March 28, 2014
I am deeply concerned about the influence of corporate money on our electoral process.
***Corporations must not be allowed to leverage their special legal privileges and powers into the political forum. Corporations are special legal fictions, chartered for specific purposes and with specific powers that no flesh and blood human enjoys. SEC must act immediately to prevent a flood of corporate money, acquired through means completely unrelated to any political motivation on the part of any "donors", i.e. the shareholders and customers, from drowning our public discourse.
The specific commercial and contractual relationships for which corporations are established with special powers should are inherently abused when the same corporations repurpose themselves, and their funds thus acquired, to political ends.
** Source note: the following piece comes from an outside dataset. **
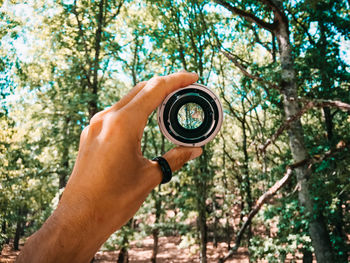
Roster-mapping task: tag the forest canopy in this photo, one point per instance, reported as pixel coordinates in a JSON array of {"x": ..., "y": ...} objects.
[{"x": 275, "y": 180}]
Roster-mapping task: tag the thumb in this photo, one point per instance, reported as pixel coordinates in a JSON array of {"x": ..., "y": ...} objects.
[{"x": 178, "y": 156}]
Allowing publicly traded corporations that have none of the social, physical, psychological, or other limitations of actual human beings to exercise political influence in the human realm is a fundamental confusion of categories that SEC must correct in its role as overseer of corporations. Please pass a robust rule on political spending disclosure, now and prevent the massive commercial powers of for-profit corporations from being leveraged into political powers beyond the reach of any citizen.***
In particular, I am appalled that, because of the Supreme Court's ruling in Citizens United v. Federal Election Commission, publicly traded corporations can spend investors' money in secret.
I am writing to urge the Securities and Exchange Commission to issue a rule requiring publicly traded corporations to publicly disclose all their political spending.
Both shareholders and the public must be fully informed as to how much the corporation spends on politics and which candidates are being promoted or attacked. Disclosures should be posted promptly on the SEC's web site.
Thank you for considering my comment.